Es muss doch eine Lösung geben...   :Confused: 

----------

## Carlo

Probiert's mal mit emerge sync ; emerge kaffeine.

----------

## chodo

Es ist ein xine-Problem (s.o.), aber das habe ich bereits ohne Erfolg versucht.

----------

## Carlo

 *chodo wrote:*   

> Es ist ein xine-Problem (s.o.), aber das habe ich bereits ohne Erfolg versucht.

 

Nun, das originäre Problem mit Kaffeine ist wohl dieses hier: Bug 59746 und Bug 73976 ist als fixed markiert.

----------

## chodo

 *Carlo wrote:*   

> Nun, das originäre Problem mit Kaffeine ist wohl dieses hier: Bug 59746 und Bug 73976 ist als fixed markiert.
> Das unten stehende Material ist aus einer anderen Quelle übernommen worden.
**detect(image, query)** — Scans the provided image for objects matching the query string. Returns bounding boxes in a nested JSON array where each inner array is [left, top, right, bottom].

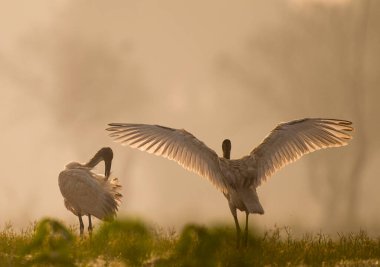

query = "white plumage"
[[107, 118, 353, 247], [58, 147, 122, 236]]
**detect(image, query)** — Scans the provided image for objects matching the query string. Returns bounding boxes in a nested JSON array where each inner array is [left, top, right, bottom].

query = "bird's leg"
[[244, 211, 249, 248], [229, 204, 241, 248], [78, 215, 84, 237], [88, 215, 93, 237], [233, 212, 241, 249]]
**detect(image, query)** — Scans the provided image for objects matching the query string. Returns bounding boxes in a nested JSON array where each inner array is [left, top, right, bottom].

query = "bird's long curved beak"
[[104, 158, 112, 179]]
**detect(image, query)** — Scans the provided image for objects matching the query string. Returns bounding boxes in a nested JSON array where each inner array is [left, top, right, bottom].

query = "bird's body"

 Das ist ein Missverständnis. Der ursprüngliche Fehler ist https://bugs.gentoo.org/show_bug.cgi?id=73796 und betrifft mich weiterhin (sowohl mit kaffeine als auch mit xine-ui). Bug 73976 betrifft mich in der Tat nicht mehr, wie ich oben bereits geschrieben habe, was mir in dieser Sache allerdings auch nicht weiterhilft. 59746 ist bei mir nie aufgetreten.

----------

## Carlo

 *chodo wrote:*   

> Der ursprüngliche Fehler ist https://bugs.gentoo.org/show_bug.cgi?id=73796 und betrifft mich weiterhin (sowohl mit kaffeine als auch mit xine-ui). Bug 73976 betrifft mich in der Tat nicht mehr

 

Äh, bitte?!? Nicht oder doch (nicht)?

 *chodo wrote:*   

> 59746 ist bei mir nie aufgetreten.

 

Oh doch:  *chodo wrote:*   

> http://content.chodo.de/kaffeine-crash-m4a.txt

 

----------

## chodo

 *Carlo wrote:*   

>  *chodo wrote:*   Der ursprüngliche Fehler ist [url]https://bugs.gentoo.org/show_bug.cgi?id=73796[/url] und betrifft mich weiterhin (sowohl mit kaffeine als auch mit xine-ui). Bug 73976 betrifft mich in der Tat nicht mehr 
> 
> Äh, bitte?!? Nicht oder doch (nicht)?
> 
>  *chodo wrote:*   59746 ist bei mir nie aufgetreten. 
> ...

 

Also: Vergessen wir alle gelösten Fehler, Mein Problem ist folgendes: https://bugs.gentoo.org/show_bug.cgi?id=73796. xine-ui und kaffeine starten normal, spielen auch Musikdateien und Videos klaglos ab, solange ich nicht einige (nicht alle) .mov-Dateien (wahrscheinlich ein spezieller  Aduiocodec) bzw aac-Tracks (.m4a) abspiele. Bei diesen Dateien stürzt xine(!) jedes mal ab. kaffeine-crash-m4a.txt ist die Ausgabe des kde-crashmanagers nach einem solchen Absturz. Es ist jedoch nicht so, das kaffeine nicht startet.

Was die beiden Bugs, die ich Fett markiert habe angeht: Hier liegt das Missverständnis. Sie sehen zwar gleich aus, aber wenn du genau hinsiehst, wirst du erkennen dass es unterschiedliche Zahlen (und somit auch unterschiedliche Bugs) sind. Der erste der beiden ist das beschriebene Problem.

----------

## Carlo

 *chodo wrote:*   

>  Hier liegt das Missverständnis. Sie sehen zwar gleich aus, aber wenn du genau hinsiehst

 

Tja, daran happert's manchmal...

Was Deinen Bug-Report angeht, solltest Du wenigstens `emerge info` dazu tun. Der Backtrace ist absolut wertlos. (FEATURES+=nostrip und weg mit -fomit-frame-pointer, dann gibts aussagekräftige Informationen)

----------

## chodo

Ich habe kaffeine, faad2 und xine mit diesen Einstellungen kompiliert und erhalte nun gar keinen Backtrace mehr.   :Shocked: 

Das + habe ich natürlich nicht übernommen.

----------